8 Haziran 2013 Cumartesi

the revolution will not be televised

çok acayip günler yaşadık, yaşıyoruz. zaman makinesini hiç bu kadar çok istememiştim. şu andan bir ay sonrasını ve 100 yıl sonrasını hızlandırılmış şekilde yaşayabilmek için higgs bozonu yutasım geliyor.

neden meydanda olduğumu, neyi savunduğumu, neye karşı koyduğumu anlatmayacağım. biber gazının tadından, korku ve heyecandan, gözlerimin dolmasına neden olan, ağzımı açık bırakan olaylardan bahsetmeyeceğim. orada olanlar bunların hepsini yaşadılar, olmayanların bir kısmı başkalarından bol bol dinlediler, "camide grup seks bile yapmış olabilirler" diyen andavallar ise zaten ilgilenmiyorlar. komplo teorilerine ise hiç girmiyorum. bazı kişiler gibi ben de banu avarlık yaptım kendi içimde ama bu kadar güzel bir oluşumu şu anda anlamsız olan düşüncelerimle kirletmek istemiyorum.

değişmeyen tek fikrim var, ondan bahsedeceğim: sadece yürüyerek bir şey değişmez.
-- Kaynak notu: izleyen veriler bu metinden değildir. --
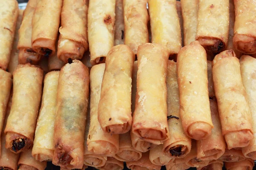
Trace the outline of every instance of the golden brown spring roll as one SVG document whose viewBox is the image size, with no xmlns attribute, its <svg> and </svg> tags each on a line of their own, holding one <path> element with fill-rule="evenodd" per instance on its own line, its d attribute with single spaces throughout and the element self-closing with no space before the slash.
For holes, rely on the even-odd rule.
<svg viewBox="0 0 256 170">
<path fill-rule="evenodd" d="M 105 133 L 98 120 L 98 106 L 105 63 L 93 66 L 90 71 L 90 125 L 87 147 L 89 152 L 104 156 L 113 156 L 119 148 L 119 135 Z"/>
<path fill-rule="evenodd" d="M 220 52 L 226 49 L 228 40 L 229 0 L 198 0 L 195 39 L 207 53 Z"/>
<path fill-rule="evenodd" d="M 40 162 L 51 161 L 54 152 L 54 124 L 59 71 L 47 73 L 44 81 L 44 91 L 38 119 L 32 156 Z"/>
<path fill-rule="evenodd" d="M 47 162 L 40 162 L 35 159 L 31 155 L 32 150 L 29 150 L 20 153 L 18 162 L 19 170 L 44 170 Z"/>
<path fill-rule="evenodd" d="M 140 160 L 126 162 L 127 167 L 131 170 L 160 170 L 161 166 L 153 164 L 149 160 L 149 151 L 142 153 Z"/>
<path fill-rule="evenodd" d="M 181 158 L 190 152 L 191 139 L 184 132 L 180 119 L 180 95 L 177 64 L 168 61 L 167 76 L 167 119 L 170 139 L 163 144 L 164 154 L 170 158 Z"/>
<path fill-rule="evenodd" d="M 79 169 L 84 164 L 89 79 L 89 69 L 76 60 L 65 65 L 60 72 L 52 163 L 63 168 Z"/>
<path fill-rule="evenodd" d="M 125 43 L 125 23 L 123 0 L 116 0 L 115 45 Z"/>
<path fill-rule="evenodd" d="M 33 144 L 43 83 L 43 71 L 28 63 L 13 73 L 13 96 L 4 132 L 6 147 L 18 153 Z"/>
<path fill-rule="evenodd" d="M 37 0 L 32 19 L 32 48 L 37 53 L 49 56 L 55 53 L 62 0 Z"/>
<path fill-rule="evenodd" d="M 185 134 L 196 140 L 207 138 L 213 128 L 207 66 L 205 50 L 198 41 L 185 46 L 178 54 L 177 71 L 182 126 Z"/>
<path fill-rule="evenodd" d="M 63 0 L 57 56 L 65 63 L 69 58 L 81 59 L 88 50 L 86 1 Z"/>
<path fill-rule="evenodd" d="M 148 42 L 148 0 L 123 0 L 125 44 L 135 54 L 139 45 Z"/>
<path fill-rule="evenodd" d="M 249 106 L 252 116 L 253 129 L 256 131 L 256 88 L 254 83 L 256 79 L 255 76 L 255 66 L 256 59 L 249 56 L 244 55 L 240 60 L 240 70 L 244 87 L 246 91 L 249 101 Z M 256 139 L 251 139 L 249 145 L 242 148 L 242 152 L 247 158 L 256 159 Z"/>
<path fill-rule="evenodd" d="M 229 149 L 243 147 L 253 138 L 252 117 L 239 60 L 232 50 L 215 56 L 212 77 L 220 120 Z"/>
<path fill-rule="evenodd" d="M 113 47 L 107 56 L 98 109 L 98 119 L 105 133 L 124 133 L 131 128 L 134 58 L 132 51 L 124 45 Z"/>
<path fill-rule="evenodd" d="M 166 85 L 169 54 L 162 45 L 147 43 L 139 46 L 137 56 L 132 133 L 146 142 L 160 144 L 169 136 Z"/>
<path fill-rule="evenodd" d="M 16 0 L 0 2 L 0 68 L 4 70 L 10 61 L 18 10 Z"/>
<path fill-rule="evenodd" d="M 183 19 L 184 45 L 195 40 L 197 26 L 198 0 L 180 0 Z"/>
<path fill-rule="evenodd" d="M 115 0 L 90 1 L 88 9 L 88 40 L 93 65 L 104 62 L 114 45 Z"/>
<path fill-rule="evenodd" d="M 149 0 L 152 42 L 160 44 L 177 54 L 181 48 L 180 20 L 176 0 Z"/>
</svg>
müthiş bir başlangıç oldu bu hareket. taraflılar, tarafsızlar ve "tarafını zitiim" diyenler birleşti, farklı dertlerle aynı yöne yürüdük. medyaya ve başbakana rağmen/sayesinde hala birlikteyiz. yalnız gezi parkı değil, türkiye'nin dört bir yanı tontiş insan kaynıyor. buraya kadar her şey güzel. peki şimdi ne olacak?

erken seçimden bahsediliyor, malum. bu seçim yapılırsa akp yine bir sürü oy alacak ve 3 dönem kuralı, akp'li bir yetkilinin sözleriyle "uluslararası bir komplo varken" hükümsüz kalacak. aynı adamlar, aynı zihniyet, aynı tas, aynı hamam.

keşke gezi grubu özerk bir cumhuriyet olsa; mutlaka beceremediğimiz şeyler olur ama gül gibi geçinip gideriz bir süre. gargamel tehlikesi sürdüğü müddetçe şirinler köyü'nde sevgi kelebekleri gibi takılırız. belki sonra yeniden birbirimize kıl olmaya başlarız ama orta yolu da buluruz, provokatörlere "höt!" dediğimiz gibi kavgaları da ayırırız. ama öyle bir dünya yok işte. türkiye'de yaşıyoruz ve burada kimin at koşturacağını seçimler belirliyor. ve bir konuda haklılar: bu ülkede düzgün muhalefet olsa bizim sokağa dökülmemiz gerekmezdi.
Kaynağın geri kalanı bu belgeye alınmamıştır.